Creating a software company with a $600 billion market value is a huge achievement. Meanwhile, Microsoft co-founder Bill Gates considers his work helping to eradicate polio one of his biggest accomplishments as well.
In a Reddit thread earlier this year, the billionaire was asked, "What do you personally find as your greatest achievement?"
He responded, "I still think the chance to be part of the software revolution empowering people was the biggest thing I have gotten to do."
He adds that the work the Bill and Melinda Gates Foundation is doing is "super promising." "Right now I am very focused on making sure we successfully eradicate polio," he wrote. "That will be amazing if we do it.

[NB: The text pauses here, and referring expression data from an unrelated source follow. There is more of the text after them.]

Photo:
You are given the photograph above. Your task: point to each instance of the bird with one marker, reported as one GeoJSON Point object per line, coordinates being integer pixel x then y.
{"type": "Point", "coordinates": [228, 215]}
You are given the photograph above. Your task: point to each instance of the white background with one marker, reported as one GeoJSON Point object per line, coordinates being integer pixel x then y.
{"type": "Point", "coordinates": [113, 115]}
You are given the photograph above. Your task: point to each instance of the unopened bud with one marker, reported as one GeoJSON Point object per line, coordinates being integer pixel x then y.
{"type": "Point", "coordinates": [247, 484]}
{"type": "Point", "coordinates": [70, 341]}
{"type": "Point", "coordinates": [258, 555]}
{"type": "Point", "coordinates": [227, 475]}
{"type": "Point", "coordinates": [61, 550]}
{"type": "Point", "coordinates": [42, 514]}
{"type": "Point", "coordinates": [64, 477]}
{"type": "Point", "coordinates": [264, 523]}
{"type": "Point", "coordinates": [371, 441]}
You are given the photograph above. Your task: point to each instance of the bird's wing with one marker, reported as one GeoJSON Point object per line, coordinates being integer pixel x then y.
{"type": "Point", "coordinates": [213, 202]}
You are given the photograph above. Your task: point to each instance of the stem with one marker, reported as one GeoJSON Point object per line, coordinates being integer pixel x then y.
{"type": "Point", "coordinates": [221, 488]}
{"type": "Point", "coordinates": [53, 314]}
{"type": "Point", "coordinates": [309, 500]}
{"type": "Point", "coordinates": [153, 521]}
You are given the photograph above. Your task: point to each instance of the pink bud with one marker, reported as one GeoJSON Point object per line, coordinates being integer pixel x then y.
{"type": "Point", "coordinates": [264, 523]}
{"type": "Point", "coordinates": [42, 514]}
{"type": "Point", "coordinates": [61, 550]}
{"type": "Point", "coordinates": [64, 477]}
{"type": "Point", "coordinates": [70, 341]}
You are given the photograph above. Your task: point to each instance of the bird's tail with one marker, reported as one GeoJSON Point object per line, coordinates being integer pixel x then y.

As good as shipping even the best software product."
Gates has made the eradication of polio one of his top philanthropic priorities. His foundation has contributed nearly $3 billion toward eliminating the disease by 2020.
The billionaire thinks the last outbreak could occur by the end of this year.
"Progress in fighting polio might be one of the world's best-kept secrets in global health," he acknowledges in the foundation's 2017 annual letter. "If things stay stable in the conflicted areas, humanity could see its last case of polio this year."
Polio is a "crippling and potentially deadly infectious disease," according to the Center for Disease Control. The virus invades the nervous system and can cause paralysis in just hours. Among those paralyzed, 2 percent to 10 percent die because their breathing muscles have become immobilized.
Since 2007, the Gates Foundation has contributed technical and financial resources to accelerate vaccination campaigns, provide routine immunization and polio surveillance partnerships as well as help fund more effective vaccines.
And the numbers show the extent of their charitable deeds. In 1998, the poliovirus was present in over 125 countries and paralyzed 350,000 people every year, mostly children.
Since then, polio cases have been reduced by 99 percent, saving 13 million young children from paralysis. Today, there are only twelve known cases of the wild poliovirus, according to Jay Wenger, who leads the Gates Foundation polio eradication efforts.
"In the last couple of years, we've seen unprecedented progress," Wenger tells CNBC. "We are closer than ever, and we're optimistic that we can see the end of wild poliovirus disease by as early as this year."